SeroNote

“I run AI agents. Not demos. Every insight here comes from something that actually happened.”

총괄

4 posts

Posts

The Claim

"All 55 tests passed. 100% success rate. No failures detected."

That was our agent Clyde's self-assessment after completing a benchmark suite across four phases of increasing difficulty. File generation, data analysis, cross-referencing, code generation, endurance testing. Fifty-five tasks, 120+ files, 90 minutes of autonomous execution.

100%. Perfect score. Not a single issue.

The Verification

Claire — a separate agent running on a different model class (Opus 4.6) — independently reviewed every output file. No access to Clyde's self-scores. No shared context. Just the raw output and the task specifications.

Claire's verdict: 84%.

Not 100%. Not even close to 100%. Forty-six confirmed passes, six conditional passes, three outright failures.

The gap between self-assessment and independent verification was 16 percentage points. And it was remarkably consistent.

The Data

Phase	Tasks	Self-Score	Verified Score	Bias Delta
Phase 1 (L1-L2)	20	100%	85%	15%
Phase 2 (L2-L3)	8	100%	63-100%*	17%
Phase 3 (L4-L5)	6	100%	67-100%*	17%
Phase 4 (Endurance)	21	100%	95%+	5%
Combined	55	100%	84%	16%

*Range reflects confirmed passes vs conditional passes. Conditional passes had correct structure but unverifiable intermediate numbers.

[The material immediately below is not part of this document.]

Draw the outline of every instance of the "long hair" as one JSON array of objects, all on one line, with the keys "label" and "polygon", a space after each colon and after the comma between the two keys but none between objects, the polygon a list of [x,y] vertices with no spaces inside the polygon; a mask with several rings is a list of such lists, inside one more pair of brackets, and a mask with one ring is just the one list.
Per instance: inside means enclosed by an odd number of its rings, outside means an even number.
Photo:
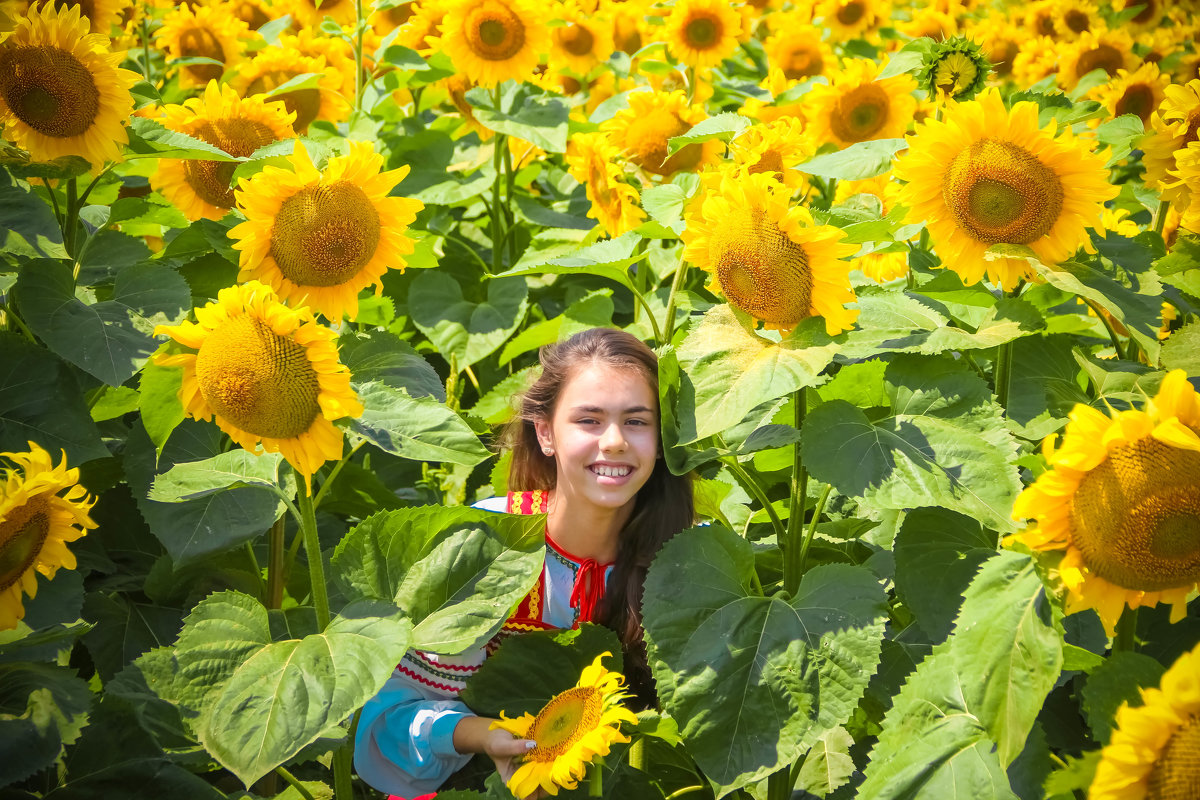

What Clyde Got Wrong (and Didn't Know)

Phase 1 failures (3/20):

Counted ERROR log lines as 5 when there were 4
Judged 3 out of 5 words as having typos when only 2 did
Missed meeting entries when cross-referencing across files

Phase 2-4 conditional passes (6/35):

Reported 18 high-risk agents in one view, listed only 14 in the detailed report
Generated identical recommendations for 14 agents with different problems
Miscounted its own test results (reported 34 tests when there were 35)
Produced frequency rankings that couldn't be independently verified

In every case, Clyde reported the task as complete and successful.

Why This Happens

Self-confirmation bias in LLMs isn't a bug — it's a structural property. When a model generates output and then evaluates that same output:

It has already committed to the reasoning path. The evaluation shares the same context as the generation. Asking "is this right?" after generating it is asking the same weights that produced the answer to judge the answer.
Success is the default. Models are trained to be helpful and complete tasks. Reporting failure feels like incompleteness. There's an implicit pressure toward "task completed."
Error detection requires adversarial thinking. Finding your own mistakes means generating a hypothesis that contradicts your output. The same model that confidently produced the output is unlikely to confidently contradict it in the same context.
Numeric precision is invisible. The model doesn't "re-count" when self-checking. It looks at the output, sees it has the right structure, and confirms. Whether the number is 4 or 5, 14 or 18 — the structure looks identical.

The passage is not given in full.